Censored Regression
By Charles Holbert
March 3, 2019
Introduction
Regression is a fundamental procedure used in data analysis. Most regression analyses for quantitative data are performed by using a dependent variable for which all observations are known. However, there are certain challenges when performing regression on a dependent variable that includes censored values. A censored variable has a large fraction of observations at the minimum or maximum values. Because the censored variable is not observed over its entire range, ordinary estimates of the mean and variance will be biased. Ordinary least squares (OLS) estimates of its regression on a set of explanatory variables will also be biased and inconsistent.

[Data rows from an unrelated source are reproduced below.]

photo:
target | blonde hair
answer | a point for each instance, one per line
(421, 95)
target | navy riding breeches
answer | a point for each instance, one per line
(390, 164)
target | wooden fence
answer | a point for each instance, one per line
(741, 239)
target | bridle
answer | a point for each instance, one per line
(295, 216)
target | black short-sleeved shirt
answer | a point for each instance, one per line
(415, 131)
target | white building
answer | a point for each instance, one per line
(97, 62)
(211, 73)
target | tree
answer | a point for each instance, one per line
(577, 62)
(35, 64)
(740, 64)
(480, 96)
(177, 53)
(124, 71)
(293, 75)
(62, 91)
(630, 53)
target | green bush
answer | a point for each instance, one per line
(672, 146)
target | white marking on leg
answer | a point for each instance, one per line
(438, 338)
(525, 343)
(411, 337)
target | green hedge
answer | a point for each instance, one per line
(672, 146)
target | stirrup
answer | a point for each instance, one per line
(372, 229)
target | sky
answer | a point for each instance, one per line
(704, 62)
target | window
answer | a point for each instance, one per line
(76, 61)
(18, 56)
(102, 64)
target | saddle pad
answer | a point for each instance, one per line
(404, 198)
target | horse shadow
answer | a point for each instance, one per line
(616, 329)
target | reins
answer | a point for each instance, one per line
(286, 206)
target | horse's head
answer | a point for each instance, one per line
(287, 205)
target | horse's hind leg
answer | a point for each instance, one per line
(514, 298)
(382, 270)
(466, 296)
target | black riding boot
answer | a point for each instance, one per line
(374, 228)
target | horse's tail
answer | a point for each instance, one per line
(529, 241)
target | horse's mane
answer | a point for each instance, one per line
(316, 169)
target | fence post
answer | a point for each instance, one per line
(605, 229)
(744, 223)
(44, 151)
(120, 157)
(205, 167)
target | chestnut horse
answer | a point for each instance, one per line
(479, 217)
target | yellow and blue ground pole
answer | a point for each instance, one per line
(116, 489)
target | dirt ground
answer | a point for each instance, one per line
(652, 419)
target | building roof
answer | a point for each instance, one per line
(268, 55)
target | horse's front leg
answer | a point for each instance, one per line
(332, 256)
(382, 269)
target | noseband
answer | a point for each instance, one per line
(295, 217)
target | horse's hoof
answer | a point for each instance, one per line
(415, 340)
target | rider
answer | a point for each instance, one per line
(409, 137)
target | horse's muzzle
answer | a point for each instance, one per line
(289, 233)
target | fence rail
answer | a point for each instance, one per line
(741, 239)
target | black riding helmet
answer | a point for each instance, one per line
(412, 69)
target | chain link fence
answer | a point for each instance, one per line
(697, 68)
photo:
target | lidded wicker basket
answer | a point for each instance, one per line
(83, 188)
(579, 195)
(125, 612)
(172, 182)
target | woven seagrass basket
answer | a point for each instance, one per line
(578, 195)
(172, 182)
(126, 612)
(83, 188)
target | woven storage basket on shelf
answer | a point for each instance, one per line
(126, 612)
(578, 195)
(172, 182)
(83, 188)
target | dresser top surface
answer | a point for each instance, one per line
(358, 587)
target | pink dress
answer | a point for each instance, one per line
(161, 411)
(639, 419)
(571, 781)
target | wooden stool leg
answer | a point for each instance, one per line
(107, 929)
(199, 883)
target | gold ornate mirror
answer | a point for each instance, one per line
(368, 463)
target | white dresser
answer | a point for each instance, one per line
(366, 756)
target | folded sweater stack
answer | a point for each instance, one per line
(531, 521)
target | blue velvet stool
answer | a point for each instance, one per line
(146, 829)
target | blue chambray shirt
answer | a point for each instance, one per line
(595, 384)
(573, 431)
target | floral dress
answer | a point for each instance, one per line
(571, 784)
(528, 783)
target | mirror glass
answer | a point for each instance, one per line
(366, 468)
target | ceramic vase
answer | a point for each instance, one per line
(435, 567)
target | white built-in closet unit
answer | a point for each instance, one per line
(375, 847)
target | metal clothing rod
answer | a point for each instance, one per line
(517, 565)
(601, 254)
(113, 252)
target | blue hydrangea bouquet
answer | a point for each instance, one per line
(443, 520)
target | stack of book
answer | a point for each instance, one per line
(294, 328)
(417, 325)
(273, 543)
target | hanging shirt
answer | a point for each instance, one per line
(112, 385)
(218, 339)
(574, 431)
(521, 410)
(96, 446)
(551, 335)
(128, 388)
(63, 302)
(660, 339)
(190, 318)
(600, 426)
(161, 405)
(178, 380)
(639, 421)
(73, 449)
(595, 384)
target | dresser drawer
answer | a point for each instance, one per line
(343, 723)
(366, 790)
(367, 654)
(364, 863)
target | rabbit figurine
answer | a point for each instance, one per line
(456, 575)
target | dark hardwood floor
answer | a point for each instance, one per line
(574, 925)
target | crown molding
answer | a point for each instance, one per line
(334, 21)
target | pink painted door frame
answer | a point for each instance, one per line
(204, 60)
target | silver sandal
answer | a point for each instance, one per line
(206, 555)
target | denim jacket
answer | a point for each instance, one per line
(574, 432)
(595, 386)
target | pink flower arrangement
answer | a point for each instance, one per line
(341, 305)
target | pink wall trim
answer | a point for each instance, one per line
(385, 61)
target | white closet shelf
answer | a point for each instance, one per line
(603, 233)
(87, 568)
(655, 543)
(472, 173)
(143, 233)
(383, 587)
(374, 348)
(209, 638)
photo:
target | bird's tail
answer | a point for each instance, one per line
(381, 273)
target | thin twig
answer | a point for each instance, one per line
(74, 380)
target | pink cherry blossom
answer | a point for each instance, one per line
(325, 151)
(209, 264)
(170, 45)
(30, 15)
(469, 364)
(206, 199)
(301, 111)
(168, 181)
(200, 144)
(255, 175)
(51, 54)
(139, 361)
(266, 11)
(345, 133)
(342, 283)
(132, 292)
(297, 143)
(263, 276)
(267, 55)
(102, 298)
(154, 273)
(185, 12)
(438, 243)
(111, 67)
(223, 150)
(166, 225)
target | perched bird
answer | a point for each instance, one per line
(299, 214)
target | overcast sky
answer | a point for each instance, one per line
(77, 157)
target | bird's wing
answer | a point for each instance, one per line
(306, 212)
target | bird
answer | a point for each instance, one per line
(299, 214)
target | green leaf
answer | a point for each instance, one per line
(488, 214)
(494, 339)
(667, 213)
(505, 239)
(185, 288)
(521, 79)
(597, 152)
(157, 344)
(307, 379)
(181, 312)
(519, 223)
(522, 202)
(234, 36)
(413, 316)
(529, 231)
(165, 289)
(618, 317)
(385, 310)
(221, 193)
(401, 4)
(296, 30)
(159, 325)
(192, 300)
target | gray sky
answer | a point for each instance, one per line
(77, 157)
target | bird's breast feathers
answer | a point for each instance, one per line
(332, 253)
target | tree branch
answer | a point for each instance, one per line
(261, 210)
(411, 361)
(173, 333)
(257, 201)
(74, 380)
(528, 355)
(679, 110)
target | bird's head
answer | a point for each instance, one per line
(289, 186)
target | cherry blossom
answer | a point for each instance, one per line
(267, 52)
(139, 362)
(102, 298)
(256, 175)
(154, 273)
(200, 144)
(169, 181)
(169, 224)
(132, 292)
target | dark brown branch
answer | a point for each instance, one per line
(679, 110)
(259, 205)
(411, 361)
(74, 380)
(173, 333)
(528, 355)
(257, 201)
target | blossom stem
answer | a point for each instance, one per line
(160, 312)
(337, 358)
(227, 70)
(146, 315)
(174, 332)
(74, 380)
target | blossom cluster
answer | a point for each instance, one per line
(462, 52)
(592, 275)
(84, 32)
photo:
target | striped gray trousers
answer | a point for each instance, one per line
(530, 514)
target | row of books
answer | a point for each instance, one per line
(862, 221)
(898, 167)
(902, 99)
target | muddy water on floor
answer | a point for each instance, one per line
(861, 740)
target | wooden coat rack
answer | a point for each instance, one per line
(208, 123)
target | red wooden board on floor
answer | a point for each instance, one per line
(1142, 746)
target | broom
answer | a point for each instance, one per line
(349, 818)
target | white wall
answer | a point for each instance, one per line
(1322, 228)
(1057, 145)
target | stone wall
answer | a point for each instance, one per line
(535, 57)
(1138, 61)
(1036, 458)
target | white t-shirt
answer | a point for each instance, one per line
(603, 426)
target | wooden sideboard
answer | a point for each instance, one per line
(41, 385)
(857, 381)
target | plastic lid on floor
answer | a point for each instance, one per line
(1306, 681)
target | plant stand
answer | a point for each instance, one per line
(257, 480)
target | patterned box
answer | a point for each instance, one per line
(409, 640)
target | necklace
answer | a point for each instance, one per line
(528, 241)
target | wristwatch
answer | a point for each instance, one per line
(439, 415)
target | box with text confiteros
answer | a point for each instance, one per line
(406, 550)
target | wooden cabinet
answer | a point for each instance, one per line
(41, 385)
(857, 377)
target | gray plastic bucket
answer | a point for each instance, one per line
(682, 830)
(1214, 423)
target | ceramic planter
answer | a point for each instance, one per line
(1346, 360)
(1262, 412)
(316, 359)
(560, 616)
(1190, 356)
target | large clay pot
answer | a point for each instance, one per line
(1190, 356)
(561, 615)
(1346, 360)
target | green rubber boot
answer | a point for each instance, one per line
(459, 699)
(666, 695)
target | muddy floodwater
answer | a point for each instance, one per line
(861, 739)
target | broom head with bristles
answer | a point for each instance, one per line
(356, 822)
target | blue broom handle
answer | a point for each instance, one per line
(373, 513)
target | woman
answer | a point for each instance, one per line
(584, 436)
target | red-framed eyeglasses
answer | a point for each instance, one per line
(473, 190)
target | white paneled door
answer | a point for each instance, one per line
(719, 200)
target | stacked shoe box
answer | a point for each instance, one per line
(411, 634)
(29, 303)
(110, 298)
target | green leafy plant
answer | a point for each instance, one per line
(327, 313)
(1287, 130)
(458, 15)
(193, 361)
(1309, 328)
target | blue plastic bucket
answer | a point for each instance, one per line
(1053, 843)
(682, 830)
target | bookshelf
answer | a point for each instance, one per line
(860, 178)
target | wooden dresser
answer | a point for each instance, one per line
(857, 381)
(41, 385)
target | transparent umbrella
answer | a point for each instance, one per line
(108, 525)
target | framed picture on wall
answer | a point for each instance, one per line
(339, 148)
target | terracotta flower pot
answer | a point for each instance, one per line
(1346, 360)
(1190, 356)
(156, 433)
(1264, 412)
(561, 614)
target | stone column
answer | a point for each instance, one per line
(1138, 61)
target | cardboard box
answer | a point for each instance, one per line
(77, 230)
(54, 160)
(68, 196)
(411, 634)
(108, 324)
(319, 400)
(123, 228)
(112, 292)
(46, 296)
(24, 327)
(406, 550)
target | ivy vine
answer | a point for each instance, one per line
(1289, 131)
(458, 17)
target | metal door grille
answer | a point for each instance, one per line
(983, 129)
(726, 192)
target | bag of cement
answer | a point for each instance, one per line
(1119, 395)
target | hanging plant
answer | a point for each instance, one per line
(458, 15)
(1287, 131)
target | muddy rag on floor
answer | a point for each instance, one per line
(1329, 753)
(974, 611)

The term “censored data” refers to observations that are not quantified but are known only to exceed or to be less than a threshold value. Values known only to be below a threshold are left-censored data, values known only to exceed a threshold are right-censored data, and values known only to be within an interval are interval-censored data. Environmental data are dominantly left-censored, containing multiply censored values as detection limit thresholds change over time or with varying sample characteristics. Examples of right-censored environmental data include estimates of minimum flood magnitudes and transmissivity.
Common practices for handling censored data include deletion of the censored observations or substituting nondetects with arbitrary constants, generally based on some fraction of the detection limit (DL), prior to data analysis (Krishnamoorthy et al. 2009; Lubin et al. 2004; Thompson & Nelson 2003). These approaches have been shown to distort regression coefficients (Lyles et al. 2001) and are regarded as bias-prone, lacking sound statistical justification (Gleit 1985; Newman et al. 1989; Helsel 2012; Kafatos et al 2013).
The worst practice when dealing with censored observations is to exclude or delete them. This produces a strong bias in all subsequent analysis. While better than deleting censored observations, substituting artificial values as if these had been measured provides its own inaccuracies. Ad-hoc substitution introduces structure to the data that is not in the actual population. Substitutions impose new patterns of variation on the data, making estimates inconsistent and yielding potentially misleading results. Helsel (2012) provides an example of a straight-line relationship between two variables, where the slope of the relationship is significant, with a strong positive correlation between the variables. When using one-half the DL for nondetects, the slope is dramatically changed, decreasing the correlation coefficient between the variables from 0.81 to 0.55.
Maximum Likelihood Regression
When data contain censored values, it is often necessary to use a censored regression approach rather than conventional OLS regression (Lawless 1982; Green 1990). There are several methods for incorporating censored observations into linear models. Maximum likelihood estimates (MLE) is one method of computing a regression with censored data without resorting to simple substitution. MLE methods provide a best-fit line for data with one or more reporting limits, assuming the residuals follow the chosen distribution. Censored regression using MLE is sometimes referred to as “Tobit analysis” after the economist Tobin (1958).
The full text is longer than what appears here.